Bébé cherche lieu sûr…
Samedi 25 juin 2022 : France Inter est en émoi après la décision de la Cour suprême des Etats-Unis de remettre en cause le droit à l’avortement.
France Inter, journal de 13 h.00 : (Transcription exacte). A la une : la France pourrait-elle revenir sur le droit à l’avortement ? Aucun risque pour l’instant, mais de nombreuses voix demandent son inscription dans la constitution. Elisabeth Badinter s’est dite désespérée ce matin sur France Inter : “Nous sommes en grand danger”. Aurore Bergé (chef de file des députés La République en marche) dépose aujourd’hui un projet de loi à l’Assemblée nationale. “Malheureusement rien n’est impossible et les droits des femmes sont toujours des droits qui sont fragiles”.
13 h.10, autre sujet : (Transcription exacte). C’est le lieu où les enfants sont censés être en sécurité : la crèche. D’où l’émoi après la mise en examen à Lyon d’une employée d’une crèche de la ville. Une mise en examen pour homicide volontaire sur mineur de moins de 15 ans. Cette femme aurait fait avaler un produit caustique à une petite fille de 11 mois : elle ne supportait plus les pleurs de l’enfant.
J’espère ne pas être le seul à avoir sursauté intérieurement devant l’enchaînement de ces deux annonces à quelques minutes d’intervalle. On comprend que les droits des enfants, mais aussi les droits des femmes peuvent varier du tout au tout en fonction des moments. Pourquoi, finalement, l’enfant devrait-il être plus en sécurité à la crèche que dans le ventre de sa maman ? Pourquoi une femme va-t-elle aller en prison pour avoir attenté à la vie d’un enfant de 11 mois alors qu’on va rembourser l’interruption de la vie d’un enfant de 16 semaines ? Après tout, cette femme était excédée, tout comme celle qui ne souhaite pas garder son enfant. Pourquoi ici le droit des femmes semble-t-il revêtir un caractère absolu, alors que là c’est soudain celui de l’enfant ? Parce qu’on a eu le temps de s’attacher à lui ? Mais que vaut cette raison dans le cadre d’un questionnement éthique ?
Parler de questionnement éthique au sujet de l’avortement, c’est reconnaître que la question peut être difficile à traiter dans certains cas. Quel est le propre d’un questionnement éthique : c’est d’entendre tous les arguments, en faveur et en défaveur de telle ou telle décision. Mais eu égard à l’avortement, seul le droit des femmes est évoqué : il écrase ou écarte toute autre considération, y compris l’avis du père de l’enfant à naître (qui n’est pas forcément un délinquant) ; y compris l’avis (ou la vie) de l’enfant qui, bien entendu, ne peut rien dire.

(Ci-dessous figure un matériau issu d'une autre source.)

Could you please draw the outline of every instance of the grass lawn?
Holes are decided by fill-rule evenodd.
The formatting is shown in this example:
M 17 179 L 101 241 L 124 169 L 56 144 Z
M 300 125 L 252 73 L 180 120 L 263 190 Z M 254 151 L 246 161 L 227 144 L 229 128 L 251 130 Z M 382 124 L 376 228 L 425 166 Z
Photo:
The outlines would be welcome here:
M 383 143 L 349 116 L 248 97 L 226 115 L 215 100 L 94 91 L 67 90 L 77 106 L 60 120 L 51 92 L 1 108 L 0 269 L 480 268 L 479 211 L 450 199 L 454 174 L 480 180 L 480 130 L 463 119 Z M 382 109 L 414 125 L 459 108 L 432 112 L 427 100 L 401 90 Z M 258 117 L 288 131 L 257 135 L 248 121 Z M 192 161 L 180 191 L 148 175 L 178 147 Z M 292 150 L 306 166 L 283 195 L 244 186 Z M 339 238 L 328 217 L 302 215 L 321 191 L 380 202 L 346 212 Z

Le droit à disposer de son corps est-il un droit sans limite ? L’enfant à naître fait-il partie du corps de la femme qui le porte ? Depuis quand une injustice (obliger une femme à porter un enfants non désiré) peut-elle être résolue par une autre injustice (interrompre la vie d’un enfant à naître) ? Qui va dire laquelle des deux “injustices”, dans la balance, a finalement le plus de poids ? En réalité, ces deux injustices ne sont pas de la même nature ! L’interruption de grossesse est-elle, à moyen terme, le bon moyen de faire respecter le droit des femmes, de responsabiliser les hommes, de dire finalement le droit des enfants ? [1]
Oui, ces questions peuvent parfois revêtir un caractère dramatique. Mais cela justifie-t-il qu’un seul point de vue soit promu, comme s’il allait de soi, comme si la question était maintenant tranchée, comme si ceux qui pensent autrement devaient être mis hors-jeu ? – Mais n’êtes-vous pas gênés que Donald Trump ait évoqué la volonté de Dieu ? Je répondrais que si un sot dit une vérité, cela ne fait pas de cette vérité une sottise. Et on voit où va une société dont Dieu est de plus en plus absent : la mort, sans crier gare, remplace peu à peu l’amour.
Notes et références :
[1] Au même moment la radio annonce la Journée mondiale contre l’abandon des animaux domestiques, l’abandon d’un animal étant passible d’une amende de 45 000 euros et d’une peine de prison pouvant aller jusqu’à trois ans.